More curiously, the announcement comes on the heels of a major correction in Chinese stocks following Xi’s crackdown on the country’s burgeoning tech sector, as Investors’ Business Daily reported. Wiping out billions in value, the crackdown came in the form of new regulations aimed at curtailing tech monopolies, protecting data and privacy and ensuring honest financial reporting, CNBC wrote.
In a recent address, Xi said the measures were designed to “prevent the irrational expansion of capital” and curtail “barbarous growth,” according to the South China Morning Post.
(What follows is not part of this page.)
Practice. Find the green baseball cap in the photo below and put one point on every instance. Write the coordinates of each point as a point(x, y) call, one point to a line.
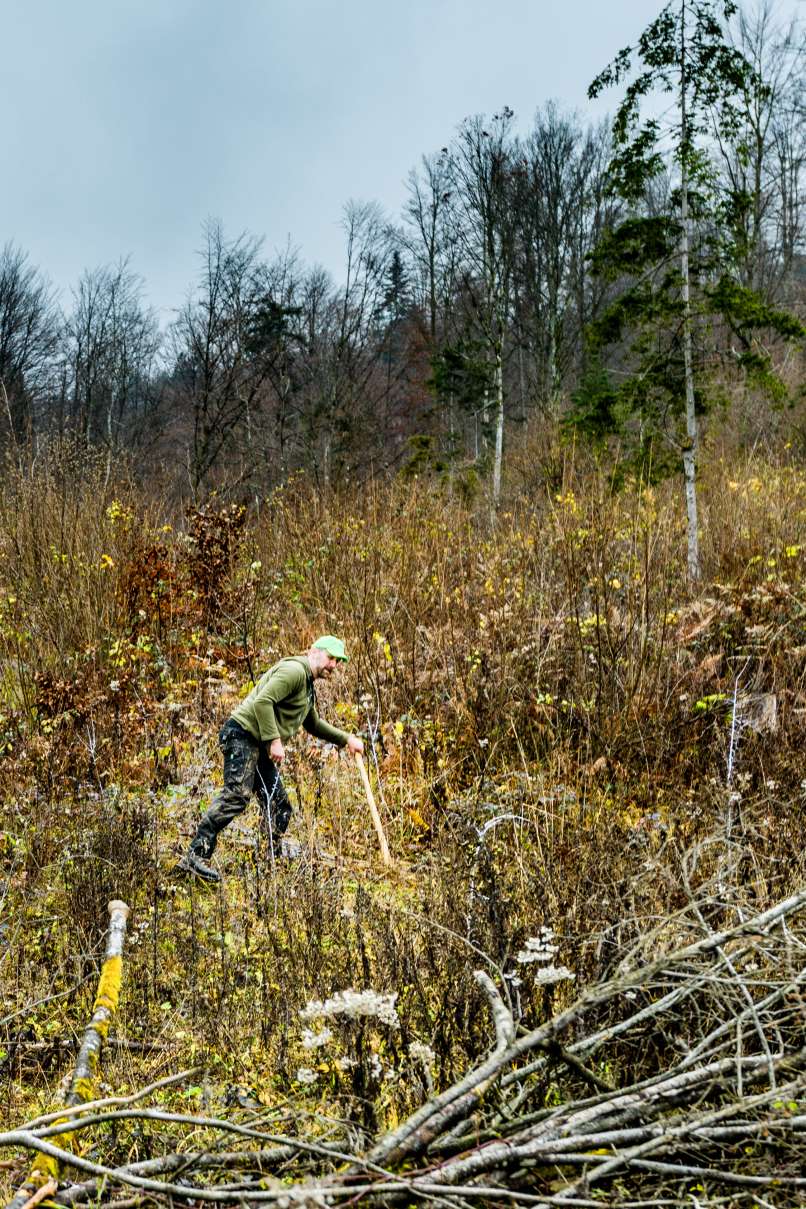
point(334, 647)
Analysts say it’s part of a push for “common prosperity” – to decrease income inequality in the country while also reigning in tech companies because the government is concerned over their sprawling reach and power as well as the data they have amassed.
Xi’s moves are about more than money, though analysts note that hurting the titans of the tech industry hurts China’s overall prosperity. Instead, it’s also a political program designed not only to keep officials in Beijing – not China’s titans of industry – running the country in the future but also to make sure China’s socialist ideology rather than the gospel of wealth retains its grip on citizen’s minds, analysts told CNN.
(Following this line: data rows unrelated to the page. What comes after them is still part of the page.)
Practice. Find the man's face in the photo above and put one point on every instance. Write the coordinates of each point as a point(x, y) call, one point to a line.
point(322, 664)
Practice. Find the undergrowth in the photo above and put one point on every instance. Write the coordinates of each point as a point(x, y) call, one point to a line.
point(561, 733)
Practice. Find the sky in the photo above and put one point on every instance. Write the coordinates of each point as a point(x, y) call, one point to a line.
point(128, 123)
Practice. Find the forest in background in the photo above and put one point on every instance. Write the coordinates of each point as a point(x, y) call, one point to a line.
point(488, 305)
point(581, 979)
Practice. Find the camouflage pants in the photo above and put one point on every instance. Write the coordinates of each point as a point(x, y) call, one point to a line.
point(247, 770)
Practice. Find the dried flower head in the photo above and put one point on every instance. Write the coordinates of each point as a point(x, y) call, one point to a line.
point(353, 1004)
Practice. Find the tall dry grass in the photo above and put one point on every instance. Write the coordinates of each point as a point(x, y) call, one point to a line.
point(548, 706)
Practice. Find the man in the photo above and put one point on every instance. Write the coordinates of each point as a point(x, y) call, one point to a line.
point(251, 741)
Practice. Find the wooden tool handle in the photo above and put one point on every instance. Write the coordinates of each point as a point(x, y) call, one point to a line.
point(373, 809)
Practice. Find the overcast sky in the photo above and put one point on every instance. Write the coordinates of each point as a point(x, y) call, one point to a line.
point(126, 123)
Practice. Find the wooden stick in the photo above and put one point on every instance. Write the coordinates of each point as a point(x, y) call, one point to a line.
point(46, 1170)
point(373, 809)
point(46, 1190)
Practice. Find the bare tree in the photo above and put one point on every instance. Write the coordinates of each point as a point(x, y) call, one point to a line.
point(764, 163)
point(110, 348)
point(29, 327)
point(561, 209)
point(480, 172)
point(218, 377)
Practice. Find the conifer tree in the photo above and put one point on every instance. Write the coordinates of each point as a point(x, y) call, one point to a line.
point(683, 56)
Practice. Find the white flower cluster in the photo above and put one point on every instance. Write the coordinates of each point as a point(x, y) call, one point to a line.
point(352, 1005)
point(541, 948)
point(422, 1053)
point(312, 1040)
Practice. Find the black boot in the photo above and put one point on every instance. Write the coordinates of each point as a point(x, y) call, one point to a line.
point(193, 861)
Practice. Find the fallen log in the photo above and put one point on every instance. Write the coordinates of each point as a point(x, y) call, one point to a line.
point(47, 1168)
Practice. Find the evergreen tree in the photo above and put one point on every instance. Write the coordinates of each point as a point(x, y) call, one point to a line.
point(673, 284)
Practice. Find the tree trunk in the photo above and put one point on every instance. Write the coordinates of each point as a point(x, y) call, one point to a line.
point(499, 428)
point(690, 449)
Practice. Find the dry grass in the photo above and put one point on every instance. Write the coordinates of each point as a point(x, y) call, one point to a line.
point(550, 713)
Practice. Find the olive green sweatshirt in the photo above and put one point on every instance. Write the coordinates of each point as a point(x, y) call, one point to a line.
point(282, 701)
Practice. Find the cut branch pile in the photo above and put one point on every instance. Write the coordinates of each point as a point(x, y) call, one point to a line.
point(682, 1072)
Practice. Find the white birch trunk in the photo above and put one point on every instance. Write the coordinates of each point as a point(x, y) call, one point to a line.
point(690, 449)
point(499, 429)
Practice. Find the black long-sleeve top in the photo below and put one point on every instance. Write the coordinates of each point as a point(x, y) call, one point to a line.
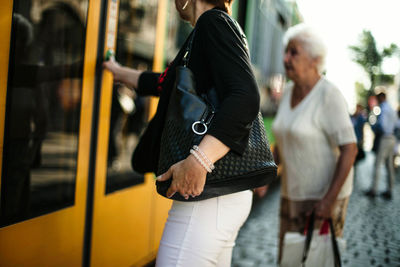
point(219, 59)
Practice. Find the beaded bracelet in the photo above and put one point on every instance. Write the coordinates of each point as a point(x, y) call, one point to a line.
point(199, 159)
point(208, 161)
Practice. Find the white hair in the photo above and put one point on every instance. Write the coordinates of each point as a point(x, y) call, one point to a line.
point(311, 41)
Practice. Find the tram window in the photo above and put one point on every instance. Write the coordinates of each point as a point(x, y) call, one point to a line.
point(43, 108)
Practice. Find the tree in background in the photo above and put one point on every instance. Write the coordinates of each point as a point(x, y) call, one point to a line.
point(367, 55)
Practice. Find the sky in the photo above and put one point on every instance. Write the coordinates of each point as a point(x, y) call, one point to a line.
point(340, 23)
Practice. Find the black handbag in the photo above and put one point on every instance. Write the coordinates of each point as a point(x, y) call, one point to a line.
point(187, 121)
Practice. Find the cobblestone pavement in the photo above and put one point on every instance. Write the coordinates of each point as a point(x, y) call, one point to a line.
point(372, 228)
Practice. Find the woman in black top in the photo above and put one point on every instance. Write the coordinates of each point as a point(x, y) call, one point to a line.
point(201, 233)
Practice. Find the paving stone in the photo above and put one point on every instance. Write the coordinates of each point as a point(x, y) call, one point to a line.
point(372, 228)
The crackdown on China’s tech giants arguably began last year in November, when Chinese officials halted the initial public offering (IPO) of Chinese billionaire Jack Ma’s Ant Group, which has 800 million users who shop, bank and use other services. Before the IPO, Ma gave a speech where he criticized China’s state-controlled economic system. For the next three months, nobody saw Ma. As the BBC reported, it wasn’t clear if he had been detained or killed for his impertinence.
Then in April, regulators fined Alibaba $2.75 billion for antitrust violations. A few months later, regulators removed the ride-hailing app Didi Chuxing from app stores after its US IPO on data privacy grounds. Online recruitment company Boss Zhipin and truck-hailing apps owned by Full Truck Alliance came under scrutiny as well as online gaming giant Tencent.
More recently, Chinese anti-graft regulators launched an investigation in August into Hangzhou’s party secretary, Zhou Jiangyong, for suspected “disciplinary violations,” an official euphemism for corruption, and a broad anti-graft probe against the city’s current and former officials, focused on their business activities, the Washington Post wrote. Hangzhou is home to e-commerce giant Alibaba and other tech companies.
Chastened, Ma and other Chinese tech tycoons are now eager to “display their socialist spirit through a spree of public charitable donations and pledges,” the Financial Times noted: Tencent, for example, recently announced the creation of a $7.7 billion “common prosperity” fund and Alibaba has pledged millions to help flood victims in central China.
Chinese philanthropy is unique, however, the British newspaper added. The tycoons donate the money to the government and politicians dole out the largesse to the masses.